Angela Tomlin, Karen Ruprecht, and Joyce A. Arditti


In prison, jails, and detention centers, the United States incarcerates more people than any other country, and most of these individuals are parents. As a result, early care and intervention professionals are likely to encounter infants and young children affected by parental incarceration. This article will review the scope of the problem, the effects on children, and discuss how providers can best help young children by being aware of their own bias, recognizing and supporting resilience, responding sensitively, knowing and sharing resources, and advocating as appropriate.

The United States is a world leader in mass incarceration, with approximately 2.1 million people confined in the nation’s prisons and jails and 1 of 38 adults under some form of correctional control in 2016 (Kaeble & Cowhig, 2018). Because most incarcerated individuals are parents, significant numbers of American children are at risk to experience parental incarceration (Mumola, 2000). Although data have been challenging to access and interpret, most scholars estimate that more than 2.5 million U.S. children currently have a parent in prison or jail (Sykes & Pettit, 2014) and as many as 5 to 8 million children have experienced parental incarceration within their lifetimes (Glaze & Maruschak, 2008). Documentation of the actual numbers of young children affected by parental incarceration is inconsistent and varied at best (Poehlmann-Tynan & Arditti, 2018). However, on the basis of the available information compiled by the Bureau of Justice, it is estimated that about 22% of children with an incarcerated parent in state and federal prisons are under 4 years old (Glaze & Maruschak, 2008). This figure excludes children whose parent(s) may be confined in local jails, held in detention centers, and those under correctional control related to probation, for example. In the U.S. population as a whole, 5% of all U.S. children younger than 5 years have experienced parental incarceration (Murphey & Cooper, 2015).

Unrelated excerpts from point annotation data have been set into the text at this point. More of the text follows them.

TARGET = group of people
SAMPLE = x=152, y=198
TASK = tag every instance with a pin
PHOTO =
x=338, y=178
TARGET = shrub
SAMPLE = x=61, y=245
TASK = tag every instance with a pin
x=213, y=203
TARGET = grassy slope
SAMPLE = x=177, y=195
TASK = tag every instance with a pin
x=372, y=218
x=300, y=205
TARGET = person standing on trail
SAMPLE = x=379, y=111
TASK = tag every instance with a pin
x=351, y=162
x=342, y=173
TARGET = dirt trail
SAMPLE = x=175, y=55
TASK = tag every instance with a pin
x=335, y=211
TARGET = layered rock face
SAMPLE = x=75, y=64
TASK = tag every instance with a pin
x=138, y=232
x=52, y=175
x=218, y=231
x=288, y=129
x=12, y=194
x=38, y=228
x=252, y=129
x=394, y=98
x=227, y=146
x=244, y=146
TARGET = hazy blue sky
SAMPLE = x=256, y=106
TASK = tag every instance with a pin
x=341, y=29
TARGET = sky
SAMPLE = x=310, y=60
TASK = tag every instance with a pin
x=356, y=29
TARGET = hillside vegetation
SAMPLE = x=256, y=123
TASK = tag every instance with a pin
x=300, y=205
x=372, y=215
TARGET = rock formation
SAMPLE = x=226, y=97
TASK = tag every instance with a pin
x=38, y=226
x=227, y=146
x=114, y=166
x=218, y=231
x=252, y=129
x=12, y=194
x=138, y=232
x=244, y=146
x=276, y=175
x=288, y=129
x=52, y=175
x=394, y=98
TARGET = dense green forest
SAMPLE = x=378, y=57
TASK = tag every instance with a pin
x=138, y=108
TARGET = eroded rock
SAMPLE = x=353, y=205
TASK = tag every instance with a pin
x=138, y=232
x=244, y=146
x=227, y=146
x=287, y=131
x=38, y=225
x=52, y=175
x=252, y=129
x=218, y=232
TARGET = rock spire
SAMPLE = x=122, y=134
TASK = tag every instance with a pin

The risk of experiencing parental incarceration is not evenly distributed. Incarceration can be seen as both stemming from risks (e.g., poverty, minority status) and leading to other risks (e.g., stigma, reduction in family income) for incarcerated per-sons and their families. Minority status increases the likelihood that a child will experience parental incarceration. According to Gramlich (2019), African Americans’ rate of incarceration (33%) is more than double what would be expected by their representation in the overall population (12%). The opposite is true of White Americans, who represent more than 60% of the population and 30% of those who are incarcerated. Racial disparities in prison populations extend to children. For example, by the time children born in 1990 reached 14 years old, 1 in 4 Black children had a father in prison compared to less than 1 in 25 White children (Wildeman, 2009).

The United States is a world leader in mass incarceration, with approximately 2.1 million people confined in the nation’s prisons and jails.

Given the large numbers of children who experience parental incarceration, a wide range of professionals who work with young children less than 5 years old and their families are likely to be serving those who are impacted by parental incarceration. This article will discuss the experience of parental incarceration as a potential traumatic event in and of itself and as related to other risks. Furthermore, we will encourage viewing parental incarceration within relationship and developmental perspectives as well as within the context of overall risks and resilience that young children may experience. Finally, we present information, resources, and strategies for preschool teachers and other early care professionals about supporting affected children.